Describe and monitor storage performance and methods of optimization

Jumbo Frames

Due to the additional network configuration required, Nutanix does not recommend configuring jumbo frames on AHV for most deployments. However, some scenarios such as database workloads using Nutanix Acropolis Block Services (ABS) with iSCSI network connections can benefit from the larger frame sizes and reduced number of frames. To enable jumbo frames, refer to the AHV Networking best practices guide. If you choose to use jumbo frames, be sure to enable them end-to-end in the desired network and consider both the physical and virtual network infrastructure impacted by the change.

Guest VM Performance – Basics

  • In hybrid clusters, AOS dynamically keeps “hot” data on SSD and “cold” data on HDD
  • Every VM has a “working set” of data that it is actively manipulating.
  • Key Point:
    • To maximize performance, all VM working sets must fit within the SSD Tier.

Storage Performance – Inline Compression The Nutanix Capacity Optimization Engine (COE)

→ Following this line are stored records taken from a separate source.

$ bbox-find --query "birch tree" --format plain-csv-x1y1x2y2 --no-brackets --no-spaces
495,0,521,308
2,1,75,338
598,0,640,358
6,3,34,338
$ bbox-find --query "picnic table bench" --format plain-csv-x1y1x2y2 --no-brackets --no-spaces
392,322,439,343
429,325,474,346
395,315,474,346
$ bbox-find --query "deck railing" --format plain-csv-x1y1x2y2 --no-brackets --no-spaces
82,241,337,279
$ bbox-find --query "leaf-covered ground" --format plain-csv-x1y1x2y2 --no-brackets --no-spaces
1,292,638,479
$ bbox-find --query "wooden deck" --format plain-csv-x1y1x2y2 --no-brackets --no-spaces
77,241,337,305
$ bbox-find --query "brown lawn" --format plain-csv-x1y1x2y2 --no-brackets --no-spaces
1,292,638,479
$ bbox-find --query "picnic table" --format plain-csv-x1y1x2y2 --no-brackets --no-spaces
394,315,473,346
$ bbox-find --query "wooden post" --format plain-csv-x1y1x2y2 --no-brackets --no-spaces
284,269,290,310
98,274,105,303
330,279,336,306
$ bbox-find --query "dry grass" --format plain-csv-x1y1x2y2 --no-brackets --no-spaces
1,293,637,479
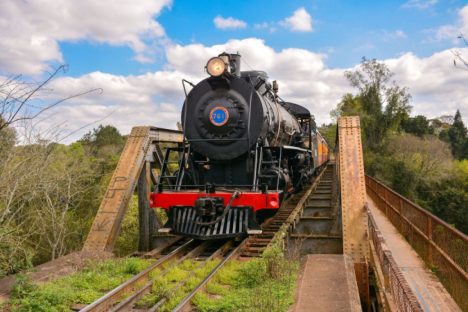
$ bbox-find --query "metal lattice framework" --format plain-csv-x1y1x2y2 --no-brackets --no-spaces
83,127,183,252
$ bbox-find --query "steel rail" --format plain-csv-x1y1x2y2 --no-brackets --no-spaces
114,241,213,311
111,241,209,311
171,242,244,312
80,239,195,312
239,164,329,257
147,240,235,311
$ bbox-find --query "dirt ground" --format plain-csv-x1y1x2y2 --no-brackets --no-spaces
0,250,112,303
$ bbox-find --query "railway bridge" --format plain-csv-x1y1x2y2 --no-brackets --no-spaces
0,117,466,312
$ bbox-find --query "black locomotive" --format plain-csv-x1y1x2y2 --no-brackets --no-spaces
151,52,328,239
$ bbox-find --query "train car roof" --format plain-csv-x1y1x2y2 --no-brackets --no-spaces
240,70,268,79
281,102,311,119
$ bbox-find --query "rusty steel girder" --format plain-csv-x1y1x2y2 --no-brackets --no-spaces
337,116,369,307
83,127,183,252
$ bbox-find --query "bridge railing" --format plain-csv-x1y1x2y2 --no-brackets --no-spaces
368,211,423,312
366,175,468,311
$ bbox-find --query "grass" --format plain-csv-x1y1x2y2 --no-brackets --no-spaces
8,257,151,312
192,245,300,312
7,242,301,312
135,258,221,311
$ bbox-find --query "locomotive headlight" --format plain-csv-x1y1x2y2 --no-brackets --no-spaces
206,57,226,77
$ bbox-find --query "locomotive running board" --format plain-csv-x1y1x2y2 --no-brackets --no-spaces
83,126,183,252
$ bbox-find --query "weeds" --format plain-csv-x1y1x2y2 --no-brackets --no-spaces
134,258,221,311
192,245,299,312
9,257,151,312
8,245,300,312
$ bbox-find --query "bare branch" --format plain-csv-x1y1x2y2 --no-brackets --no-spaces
452,34,468,71
0,65,102,132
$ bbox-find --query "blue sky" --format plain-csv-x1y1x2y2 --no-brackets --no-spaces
0,0,467,141
59,0,466,77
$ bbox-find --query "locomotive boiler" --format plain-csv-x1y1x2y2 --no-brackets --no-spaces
151,53,329,239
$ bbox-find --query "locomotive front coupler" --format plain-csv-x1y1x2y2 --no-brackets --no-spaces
194,196,224,219
204,183,216,194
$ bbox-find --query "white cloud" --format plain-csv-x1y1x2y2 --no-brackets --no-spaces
394,30,407,39
380,29,407,42
254,22,277,33
402,0,438,10
280,7,313,32
213,16,247,30
254,22,269,29
386,49,468,119
436,5,468,41
13,38,467,142
0,0,171,76
30,69,195,141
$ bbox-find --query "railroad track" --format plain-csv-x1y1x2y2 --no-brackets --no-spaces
240,164,330,257
77,165,331,311
77,238,241,312
169,167,331,310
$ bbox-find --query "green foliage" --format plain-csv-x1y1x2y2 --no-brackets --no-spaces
114,196,139,257
335,57,411,151
0,121,127,276
9,257,150,311
134,258,221,310
80,125,124,154
447,110,468,159
0,125,16,156
401,115,434,137
10,275,37,299
364,133,467,233
235,259,266,288
332,58,467,234
318,123,337,151
192,250,299,312
418,160,468,233
387,159,417,198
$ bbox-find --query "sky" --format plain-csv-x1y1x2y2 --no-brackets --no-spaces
0,0,467,142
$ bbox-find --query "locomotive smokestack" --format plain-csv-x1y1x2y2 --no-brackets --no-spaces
229,53,241,77
219,52,241,77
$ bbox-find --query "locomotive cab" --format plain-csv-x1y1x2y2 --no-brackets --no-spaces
151,52,327,240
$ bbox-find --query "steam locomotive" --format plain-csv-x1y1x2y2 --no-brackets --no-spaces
150,53,329,239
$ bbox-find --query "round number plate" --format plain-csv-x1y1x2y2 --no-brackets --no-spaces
209,106,229,126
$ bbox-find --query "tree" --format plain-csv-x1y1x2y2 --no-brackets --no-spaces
0,66,103,274
81,125,124,150
0,138,99,273
335,57,412,150
447,110,468,159
422,160,468,233
401,115,433,137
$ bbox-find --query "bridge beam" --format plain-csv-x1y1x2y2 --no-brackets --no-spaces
83,127,183,253
337,116,370,309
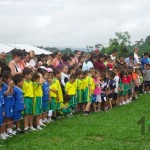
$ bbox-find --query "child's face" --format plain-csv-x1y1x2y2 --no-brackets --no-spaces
95,73,100,78
4,77,12,83
43,73,48,80
18,80,23,88
72,69,76,74
48,77,53,84
62,66,68,74
78,74,83,79
70,78,76,83
25,73,33,80
56,73,61,79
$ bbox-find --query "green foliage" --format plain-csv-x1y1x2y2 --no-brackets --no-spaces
61,48,73,54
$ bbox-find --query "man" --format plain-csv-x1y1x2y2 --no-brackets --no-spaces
125,53,138,68
0,52,7,73
110,49,117,61
141,53,149,70
134,47,140,64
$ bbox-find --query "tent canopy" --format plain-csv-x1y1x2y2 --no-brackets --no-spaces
0,44,52,55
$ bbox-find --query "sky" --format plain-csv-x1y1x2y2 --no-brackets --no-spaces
0,0,150,48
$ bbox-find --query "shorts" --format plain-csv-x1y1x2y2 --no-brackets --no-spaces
50,97,56,111
108,93,114,99
134,86,139,91
101,94,107,102
69,95,76,108
0,108,3,126
24,97,33,115
42,100,49,112
92,94,102,103
144,81,150,88
4,98,14,118
83,87,92,103
33,97,43,115
76,90,84,103
13,111,22,121
113,93,118,100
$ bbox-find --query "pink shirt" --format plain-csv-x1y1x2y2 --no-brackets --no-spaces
93,78,101,95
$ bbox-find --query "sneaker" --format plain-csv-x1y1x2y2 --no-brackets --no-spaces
40,122,46,127
122,101,126,105
0,134,7,140
47,118,55,123
37,126,43,130
42,118,47,123
7,128,16,136
29,126,37,131
3,132,11,138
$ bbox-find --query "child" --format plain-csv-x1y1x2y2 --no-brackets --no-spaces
75,69,84,112
61,65,69,94
65,74,76,112
107,72,116,109
143,64,150,93
2,71,16,135
22,68,36,131
83,70,95,115
138,71,144,95
93,70,102,112
68,65,76,77
0,75,6,140
32,72,43,130
40,69,50,124
13,75,25,133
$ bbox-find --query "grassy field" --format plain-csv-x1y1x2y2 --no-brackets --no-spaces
1,94,150,150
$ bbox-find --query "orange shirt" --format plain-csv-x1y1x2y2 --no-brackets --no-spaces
132,73,138,81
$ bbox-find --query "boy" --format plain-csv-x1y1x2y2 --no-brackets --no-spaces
22,68,35,131
2,71,16,135
143,64,150,93
13,75,25,133
65,74,76,113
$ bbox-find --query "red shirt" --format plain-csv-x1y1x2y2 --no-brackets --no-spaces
122,76,129,84
127,75,132,83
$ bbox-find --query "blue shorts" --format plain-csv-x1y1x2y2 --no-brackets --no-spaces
92,94,97,103
0,108,3,126
42,100,49,112
4,99,14,118
13,111,22,121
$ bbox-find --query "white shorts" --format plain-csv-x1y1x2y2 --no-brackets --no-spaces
96,95,102,103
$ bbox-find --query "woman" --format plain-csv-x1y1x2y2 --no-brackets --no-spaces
116,56,126,67
8,49,23,76
51,51,62,68
37,53,47,67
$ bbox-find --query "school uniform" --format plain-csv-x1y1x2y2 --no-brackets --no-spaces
0,89,4,126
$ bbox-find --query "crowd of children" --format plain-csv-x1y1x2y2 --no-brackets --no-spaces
0,50,150,140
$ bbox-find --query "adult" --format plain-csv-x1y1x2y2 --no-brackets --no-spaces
19,51,30,71
110,49,117,61
47,54,53,66
51,51,62,68
8,49,23,76
0,52,7,73
134,47,140,64
141,53,149,70
72,50,81,64
93,53,106,72
37,53,47,67
29,50,36,67
82,53,93,71
116,56,126,67
124,53,138,68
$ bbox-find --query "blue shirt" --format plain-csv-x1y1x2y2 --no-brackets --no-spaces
141,57,149,69
13,86,24,111
125,57,137,67
42,81,49,101
2,83,14,105
109,80,116,90
0,88,4,108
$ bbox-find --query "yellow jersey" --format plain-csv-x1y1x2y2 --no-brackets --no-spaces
50,82,58,98
22,80,34,97
65,81,76,95
33,82,43,97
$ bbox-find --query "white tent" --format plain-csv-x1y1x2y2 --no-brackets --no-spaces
0,44,52,55
0,44,14,53
8,44,52,55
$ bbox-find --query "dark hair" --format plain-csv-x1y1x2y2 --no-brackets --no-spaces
53,69,60,76
112,49,117,53
12,49,24,59
76,69,83,76
69,74,76,80
62,55,71,63
32,72,40,82
23,68,33,76
1,66,11,73
37,68,48,75
2,71,11,80
83,70,88,76
68,65,76,74
13,75,23,85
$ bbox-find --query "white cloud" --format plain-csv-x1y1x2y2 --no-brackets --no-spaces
0,0,150,48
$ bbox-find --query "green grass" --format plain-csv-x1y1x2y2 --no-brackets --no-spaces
1,94,150,150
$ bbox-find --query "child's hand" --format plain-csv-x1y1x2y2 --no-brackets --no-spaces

  • Writes are sequential when there is more than 1.5MB of outstanding write IO to a vDisk or an individual OP is > 64k.
    • Default oplog size is 6GB per vdisk
    • Compression = more oplog space per vdisk
  • When reading compressed data:
    • The compressed data is first decompressed in memory, then served to the hypervisor
    • Frequently-accessed data is decompressed in the extent store and then moves to the cache
  • Sequential Writes
    • Compressed during write to Extent Store
  • Random Writes
    • Any Oplog write op greater than 4k is compressed
  • Oplog Draining
    • Decompressed, then aligned and compressed at 32k unit size
  • RF Data
    • Compressed prior to transmission to other CVMs
  • Key Point:
    • Sequential write OPs DO NOT BYPASS SSD. They bypass Oplog
    • Other than space efficiency, there is no performance gain for post-process compression
storage performance

Storage Performance – Cache Deduplication – Nutanix Elastic Deduplication Engine

  • No background scans required to re-read data to generate fingerprints
    • Fingerprints are stored as part of the written block’s metadata
    • Reference counts are tracked for each fingerprint – fingerprints with low reference counts are discarded
    • Unified cache spans both CVM memory and a portion of SSD
storage performance

Verifying Storage Efficiency – Prism

  • Prism displays multiple data-reduction metrics on the Storage pane:
    • Data Reduction Ratio and Savings – What the cluster is saving with configured data-efficiency methods
    • Overall Efficiency – approximate efficiency possible with compression/dedup/EC enabled
storage performance

Cache Deduplication

  • Shows cache (DRAM) and SSD savings due to deduplication
storage performance

Verifying Storage Efficiency

curator_cli display_data_reduction_report

  • The curator_cli command on the CVM provides per-technique data reduction statistics.
    • This data is rolled up into the Capacity Optimization statistics in Prism
  • Data is compressed on ingest using the LZ4 algorithm.
  • As data ages, it is recompressed using the LZ4HC algorithm to provide an improved compression ratio.
    • Regular data – No read/write access for 3 days.
    • Snapshot data – No access in 1 day.